The Lomaxes take Lead Belly to New York as their chauffeur. He makes his first performance in NYC, hosted by NYU professor Mary Elizabeth Barnicle and Margaret Conklin. He ends up settling in New York, where he makes his first commercial recordings for Arc Label. Shortly after, he married his second wife, Martha Promise.


He plays at the Apollo Theater during the Harlem Renaissance and records for TIME.


His third and final arrest is made, this time for stabbing a man during a knife-fight in Manhattan. However, he is released very shortly after his prison sentencing. 


He records for labels, like Folkways and Columbia Records, did radio work, and performed with Josh White, Sonny Terry, Brownie McGhee, and Woody Guthrie. With music that was especially resonant with left-wing activists, he performs for political rallies and labor unions.


He records Last Sessions, The Life and Music of the King of the twelve-String Guitar.

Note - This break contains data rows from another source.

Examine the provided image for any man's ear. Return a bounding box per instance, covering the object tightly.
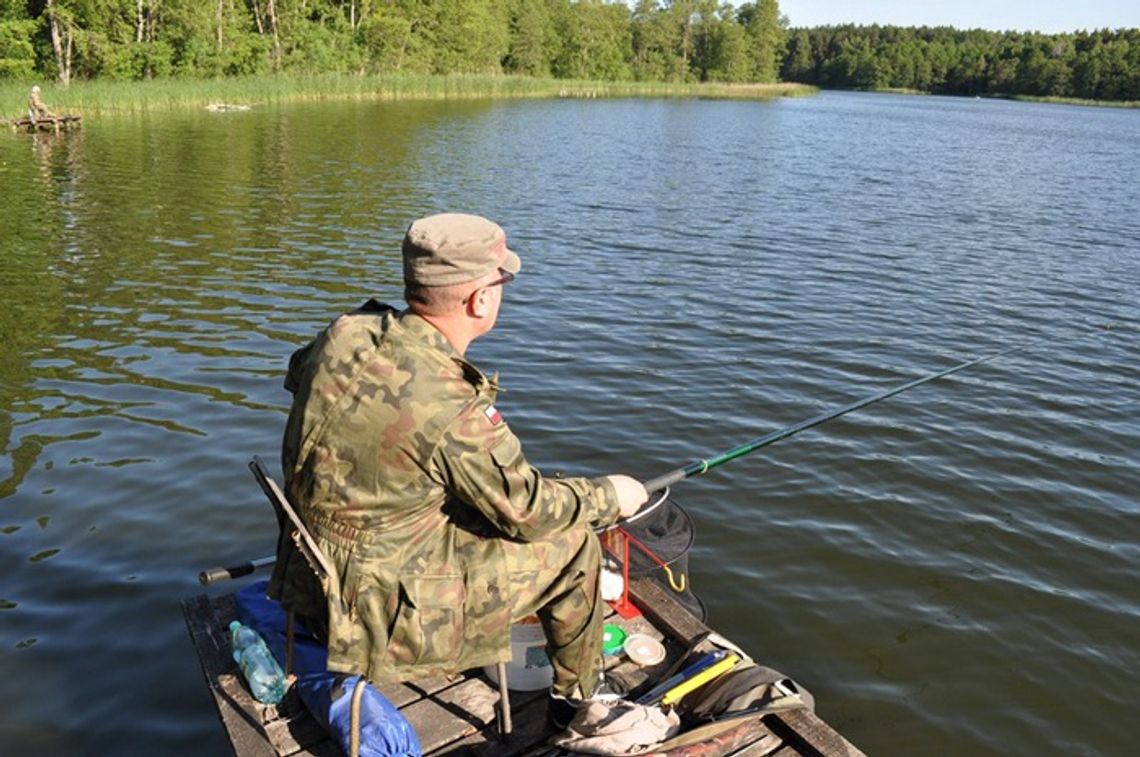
[467,287,491,318]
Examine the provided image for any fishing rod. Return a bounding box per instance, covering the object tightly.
[638,344,1029,508]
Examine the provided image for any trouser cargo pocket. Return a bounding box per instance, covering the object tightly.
[388,576,466,666]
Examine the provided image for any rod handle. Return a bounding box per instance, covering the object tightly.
[198,557,276,586]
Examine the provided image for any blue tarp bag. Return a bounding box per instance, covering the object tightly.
[234,581,423,757]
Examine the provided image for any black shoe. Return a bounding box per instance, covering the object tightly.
[546,677,622,731]
[546,693,581,731]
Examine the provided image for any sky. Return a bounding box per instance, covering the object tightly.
[775,0,1140,33]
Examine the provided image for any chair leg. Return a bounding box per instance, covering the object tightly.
[285,610,296,678]
[498,662,512,736]
[349,676,367,757]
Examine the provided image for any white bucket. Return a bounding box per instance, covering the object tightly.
[483,616,554,691]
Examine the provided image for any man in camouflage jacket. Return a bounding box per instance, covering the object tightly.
[270,213,646,699]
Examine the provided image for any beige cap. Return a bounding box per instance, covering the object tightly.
[404,213,522,286]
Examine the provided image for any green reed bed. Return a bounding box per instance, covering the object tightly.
[1012,95,1140,108]
[0,74,817,117]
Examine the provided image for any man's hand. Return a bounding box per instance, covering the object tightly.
[605,475,649,518]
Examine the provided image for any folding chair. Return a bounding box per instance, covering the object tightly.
[250,455,512,757]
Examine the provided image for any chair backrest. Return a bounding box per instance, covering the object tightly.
[250,455,340,596]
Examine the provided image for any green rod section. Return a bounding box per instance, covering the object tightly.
[644,347,1025,493]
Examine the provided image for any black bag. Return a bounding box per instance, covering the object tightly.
[677,662,815,725]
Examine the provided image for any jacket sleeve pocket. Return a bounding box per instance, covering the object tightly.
[388,576,466,666]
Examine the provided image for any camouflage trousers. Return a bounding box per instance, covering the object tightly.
[503,527,605,699]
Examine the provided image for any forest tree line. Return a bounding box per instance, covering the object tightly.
[0,0,1140,100]
[0,0,784,84]
[781,25,1140,100]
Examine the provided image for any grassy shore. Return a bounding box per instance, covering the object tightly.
[1010,95,1140,108]
[0,74,819,117]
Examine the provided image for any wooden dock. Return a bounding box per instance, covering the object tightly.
[8,115,83,135]
[182,578,863,757]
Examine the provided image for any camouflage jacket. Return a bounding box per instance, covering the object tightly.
[270,301,618,682]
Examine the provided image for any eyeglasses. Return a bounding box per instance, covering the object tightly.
[463,268,514,304]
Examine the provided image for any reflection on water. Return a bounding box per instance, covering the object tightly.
[0,93,1140,754]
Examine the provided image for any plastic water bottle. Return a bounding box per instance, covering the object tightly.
[229,620,285,705]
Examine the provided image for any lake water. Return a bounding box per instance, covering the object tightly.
[0,92,1140,755]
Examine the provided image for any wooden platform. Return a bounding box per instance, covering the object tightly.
[8,115,83,133]
[182,578,863,757]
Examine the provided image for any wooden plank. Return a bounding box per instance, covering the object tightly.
[764,709,866,757]
[400,678,498,752]
[629,578,710,644]
[424,690,554,757]
[373,676,466,708]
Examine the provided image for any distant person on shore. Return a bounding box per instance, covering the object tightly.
[27,84,57,123]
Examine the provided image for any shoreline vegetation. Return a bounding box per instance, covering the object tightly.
[0,0,1140,115]
[0,73,819,117]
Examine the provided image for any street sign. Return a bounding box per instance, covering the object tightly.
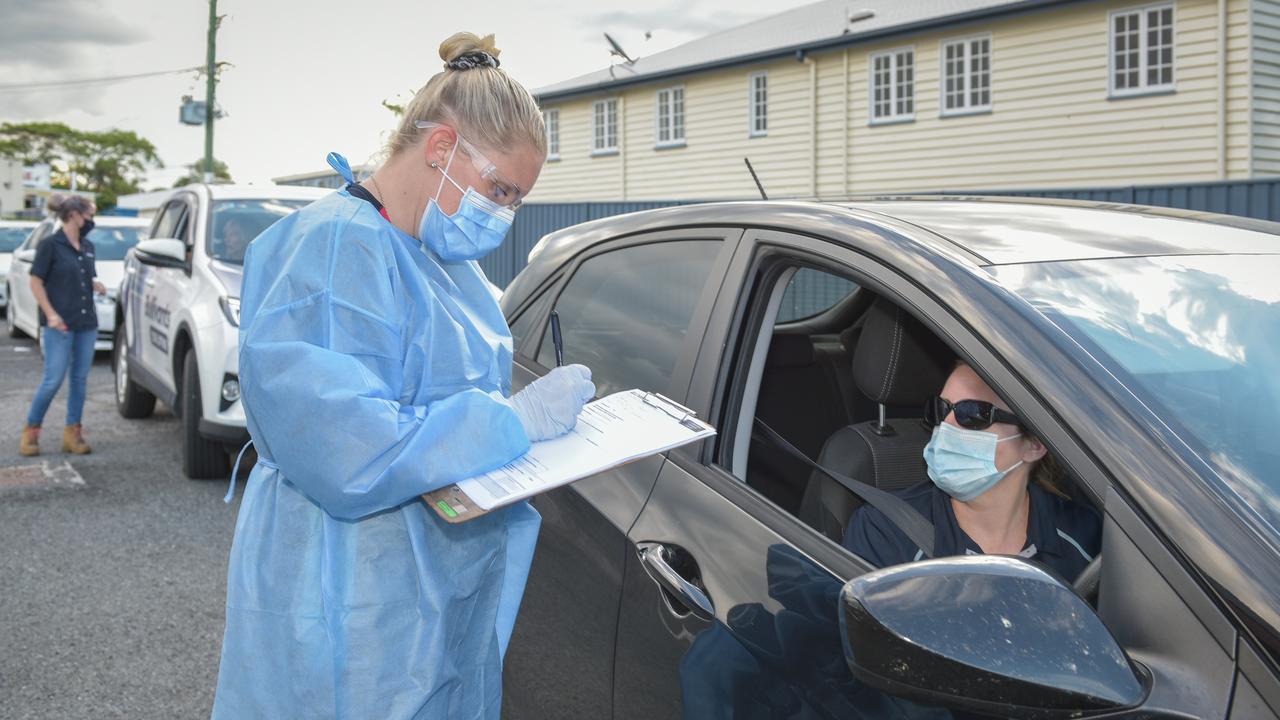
[178,95,209,126]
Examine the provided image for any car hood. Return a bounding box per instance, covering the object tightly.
[209,260,244,297]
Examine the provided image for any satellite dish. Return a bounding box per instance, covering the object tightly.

He visits Paris, where he had intended to build a white European following. However, it didn’t quite pan out, as they preferred jazz over folk. During European Tour, he falls ill with amyotrophic lateral sclerosis (Lou Gehrig’s disease). Despite the pain caused by the muscle deterioration, he continues his music career, playing on until his untimely death.

1949: gone, never forgotten

Lead Belly dies at the age of 61 shortly after being diagnosed with Lou Gehrig’s disease on December 6th at Belleuve Hospital Center in New York City, New York. He is buried in his birth home of Mooringsport, Louisiana.